Friday, October 10, 2025

From Simple Shape Detection to Building Artificial Visual Systems


From Simple Shape Detection to Building Artificial Visual Systems

One of the guest speakers who spoke at the Neuroscience Seminar at Loyola University Chicago this fall 2025 was Dr. Nicholas Baker. This professor stood out with his presentation on shape detection. He discussed how humans identify shapes and what makes a shape “good” or “bad,” connecting his ideas to Gestalt principles of perception. In his research study, participants were asked to identify shapes made of dots that were placed against a noisy background. The results showed that curved shapes were recognized quicker and more accurately than angular shapes, suggesting that smooth and continuous forms are easier for our brains to process. Dr. Baker explained that the “best” shape is the circle because it has a consistent radius and maximizes the ratio of volume to perimeter, making it efficient and visually simple for the brain to detect. Triangles and squares are also easy to detect because they have a small number of vertices and still maintain a large volume compared to the perimeter. This finding supports the Gestalt principle of continuity, which describes how humans tend to perceive connected and flowing pieces as part of the same object. Overall, his talk highlighted how our brains organize visual information and why certain shapes feel more familiar or pleasing to us than others.

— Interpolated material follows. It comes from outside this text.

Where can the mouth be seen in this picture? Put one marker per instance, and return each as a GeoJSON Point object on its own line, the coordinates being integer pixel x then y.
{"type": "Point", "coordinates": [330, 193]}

Before the seminar, we read “The Role of Vertical Mirror Symmetry in Visual Shape Detection” by Machilsen, Pauwels, and Wagemans, which examined how symmetry influences figure–ground segregation. The authors found that people were able to identify shapes with symmetry more often than random ones, showing that vertical symmetry helps the brain find shapes in messy or noisy images. However, Dr. Baker’s research showed that grouping cues like curved lines and smooth connections had a larger effect on shape detection than symmetry. In his own findings, symmetry did not play as strong a role as the volume-to-perimeter ratio, suggesting that shape geometry might guide visual perception more than symmetry alone. 

This topic connects well to recent work at Harvard Medical School, where Dr. Carlos Ponce, an assistant professor of neurobiology, studies how the brain processes shapes to build and improve artificial intelligence (AI) vision systems. Ponce’s research combines computational modeling with electrophysiological recordings from macaque monkeys to understand how neurons encode complex visual information. The goal of his lab is to map the specialized networks of the brain responsible for tasks like recognizing shapes, faces, or tracking movement. By gaining insight into how the brain encodes this data, researchers can build computational models that mimic human vision. Computational systems that can “see” and interpret objects as efficiently as (or even better than) human visual systems, much like Dr. Baker’s findings describe (Harvard Medical School, “Seeing Shapes”). 

Both Dr. Baker and Dr. Ponce’s work highlights how deeply our brains are wired for pattern recognition. From understanding how the human brain detects curved outlines in noisy images to building artificial systems capable of human-like perception, there is so much more to learn and improve upon in neuroscience. Understanding how the brain simplifies the world into shapes explains why certain forms feel intuitive or pleasing but also helps bridge neuroscience with increasingly advancing technologies in AI and computer vision.


References

 Machilsen, B., Pauwels, M. and Wagemans, J. (2009) The role of vertical mirror symmetry in visual shape detection, The role of vertical mirror symmetry in visual shape detection | Jov | Arvo journals. Available at: https://jov.arvojournals.org/article.aspx?articleid=2122115.

 “Seeing Shapes.” Harvard Medical School, 6 May 2019, https://hms.harvard.edu/news/seeing-shapes.

Baker, Nicholas. Neuroscience Seminar, Loyola University Chicago, Fall 2025. Lecture.